A rain delay postpones the warm up before what is to be a hard effort, but not an all-out race. It remains all too early to spike up and go head-on into a full 8000m competition. The Elon Invitational, the first competition for UNCG’s Cross Country team, is just a primer, a rust buster, but it serves it purpose well. It’s a shorter race, just 6000m, which we’ll run in flats instead of spikes – a clear nod from the coach that yes, today will be a tough run, but nothing that doesn’t fit into the context of a workout.
For about an hour, we sit in the vans and wait for the storm to pass. None of us are looking forward to having to go outside – wet shoes are the runner’s nemesis. Yet still, the time comes and we all step out into the now-muggy air that smells of damp and dirt. We all take note of the air that hangs in the lungs a little longer and is a bit cooler than before. Jackets and sweatpants come off, revealing the indelible marker of the distance runner – the short shorts. Some pithy stretches take place then we bound off to limber up and get ready for the shy of four-mile workout we’re about to run all too quickly. Chock it up to eagerness.
Drills are run through, trainers are untied and flats – shoes designed for road racing – are laced up. As we all go through the shoe change ritual, the talk is all about how high the grass is and how uneven the footing is and so on. It’s the first time any of us have put on a uniform in months, so it takes a while to determine the right amount of this kind of self-effacing chitchat to distract us from the jitters that accompany any toeing of the line. Inexorably, we all get a little pensive when we’re called up to the starting area. The silence presents an opportunity to examine the sort of dynamic that’s emerging on the team.
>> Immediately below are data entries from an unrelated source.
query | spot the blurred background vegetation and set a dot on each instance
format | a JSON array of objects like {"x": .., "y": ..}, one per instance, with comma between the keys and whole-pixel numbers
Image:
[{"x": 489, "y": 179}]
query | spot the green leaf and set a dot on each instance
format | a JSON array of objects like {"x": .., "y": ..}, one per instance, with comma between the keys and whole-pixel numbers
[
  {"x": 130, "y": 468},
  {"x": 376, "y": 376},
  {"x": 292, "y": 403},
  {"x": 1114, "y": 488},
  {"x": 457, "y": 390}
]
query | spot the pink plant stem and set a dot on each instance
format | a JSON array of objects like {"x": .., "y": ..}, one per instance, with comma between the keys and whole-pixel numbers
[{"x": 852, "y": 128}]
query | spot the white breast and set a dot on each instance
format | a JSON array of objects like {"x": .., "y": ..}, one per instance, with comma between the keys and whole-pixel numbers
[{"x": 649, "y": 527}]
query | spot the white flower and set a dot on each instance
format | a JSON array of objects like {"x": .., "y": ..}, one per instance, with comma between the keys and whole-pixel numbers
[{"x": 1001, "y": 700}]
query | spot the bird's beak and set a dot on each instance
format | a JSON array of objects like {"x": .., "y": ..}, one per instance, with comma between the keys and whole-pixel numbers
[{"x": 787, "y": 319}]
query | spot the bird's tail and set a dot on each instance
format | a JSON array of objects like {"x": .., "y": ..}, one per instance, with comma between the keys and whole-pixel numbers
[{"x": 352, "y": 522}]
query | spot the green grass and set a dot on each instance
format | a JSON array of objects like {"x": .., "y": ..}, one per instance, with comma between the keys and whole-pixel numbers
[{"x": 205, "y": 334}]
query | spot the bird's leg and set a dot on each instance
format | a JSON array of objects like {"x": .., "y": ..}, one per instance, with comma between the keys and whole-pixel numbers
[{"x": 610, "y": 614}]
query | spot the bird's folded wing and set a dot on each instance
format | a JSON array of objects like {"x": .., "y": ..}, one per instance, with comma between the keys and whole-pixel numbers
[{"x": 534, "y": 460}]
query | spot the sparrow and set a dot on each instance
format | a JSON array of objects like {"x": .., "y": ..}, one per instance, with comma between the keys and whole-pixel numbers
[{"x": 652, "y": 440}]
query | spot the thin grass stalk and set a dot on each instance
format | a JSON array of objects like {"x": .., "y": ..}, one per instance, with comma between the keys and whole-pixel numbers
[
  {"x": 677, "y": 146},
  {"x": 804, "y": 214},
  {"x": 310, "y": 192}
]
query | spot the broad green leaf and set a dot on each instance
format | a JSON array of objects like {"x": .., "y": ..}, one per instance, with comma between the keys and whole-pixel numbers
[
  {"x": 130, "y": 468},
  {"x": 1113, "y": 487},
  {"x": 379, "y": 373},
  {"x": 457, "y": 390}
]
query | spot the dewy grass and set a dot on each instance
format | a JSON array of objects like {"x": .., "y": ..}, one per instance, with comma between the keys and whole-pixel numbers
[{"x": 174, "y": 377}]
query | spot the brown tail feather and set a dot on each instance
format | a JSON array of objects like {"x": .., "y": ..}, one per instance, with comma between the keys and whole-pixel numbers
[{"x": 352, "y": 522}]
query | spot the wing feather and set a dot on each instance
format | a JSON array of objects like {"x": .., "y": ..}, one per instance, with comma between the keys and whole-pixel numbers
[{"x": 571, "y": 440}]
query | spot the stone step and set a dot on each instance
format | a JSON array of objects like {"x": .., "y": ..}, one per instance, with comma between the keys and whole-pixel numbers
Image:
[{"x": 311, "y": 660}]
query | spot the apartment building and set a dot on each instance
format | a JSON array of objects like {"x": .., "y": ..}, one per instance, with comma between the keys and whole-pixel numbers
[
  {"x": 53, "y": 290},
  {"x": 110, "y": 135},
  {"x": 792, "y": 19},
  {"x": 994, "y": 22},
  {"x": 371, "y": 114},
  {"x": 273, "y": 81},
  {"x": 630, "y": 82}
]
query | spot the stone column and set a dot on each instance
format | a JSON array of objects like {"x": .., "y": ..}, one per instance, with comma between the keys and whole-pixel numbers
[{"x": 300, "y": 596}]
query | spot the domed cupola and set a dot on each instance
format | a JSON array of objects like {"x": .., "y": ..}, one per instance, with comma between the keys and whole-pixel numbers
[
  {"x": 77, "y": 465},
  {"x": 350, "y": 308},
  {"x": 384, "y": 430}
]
Training partners, usually in pairs or threes, talk quietly without making eye contact about sticking together and working as a group throughout the race. The disparate groups exchange silent nods to the other sets of partners. This is just one of the subtle ways we tell each other than anyone wearing yellow has got your back, is your support group, is looking out for you. There’s only one freshman out here with us today. The others are momentarily sidelined with niggling injuries that like those shorts are the marker of any distance guy worth his stripes. This one new kid is still learning these little exchanges but is coming along and making his presence known a little more every day.
The starter calls us all up to the line over the megaphone, and his attempt at a joke fails to defeat the heavy crosswind blowing across the repurposed soccer field. Everyone takes little fleeting glimpses around while the starter explains all of the procedures and workings of the race. Little scalpels of green cling like barnacles to already-soaked through shoes. The gun goes off and the race goes out unexpectedly hard. Most teams are wearing spikes. Our flats struggle for traction somewhat on the damp field. Nevertheless, the race is underway and we have to remind ourselves to keep this one under control – there are bigger fish to fry in the two months or so that lie ahead.
The course follows loops around the perimeter of fields that all look the same, making the race go all that much faster. We all remain within spitting distance of each other, as was the plan. Before we know it, we’ve rolled up on five kilometers somewhere in the low to mid 16 minute range, around a minute slower than what we hope to come through the same split in the 8k in the weeks ahead. The last three minutes or so it takes to run the last kilometer are dispensed with rapidly and we all reconvene at the finish.
The top five, the ones that score in a cross country meet, all come through within about a forty second spread from about 19:20s to 20:00ish. We’re not all too concerned about time today, though. A post race workout, some cool downs, then were on the bus back to campus. The mood on the way back is collegial, but we’re all a little tired and 6:30am practice the next day is in the back of everyone’s mind. Today just served to whet our appetites for what is to come, the Wolfpack Invite in two weeks.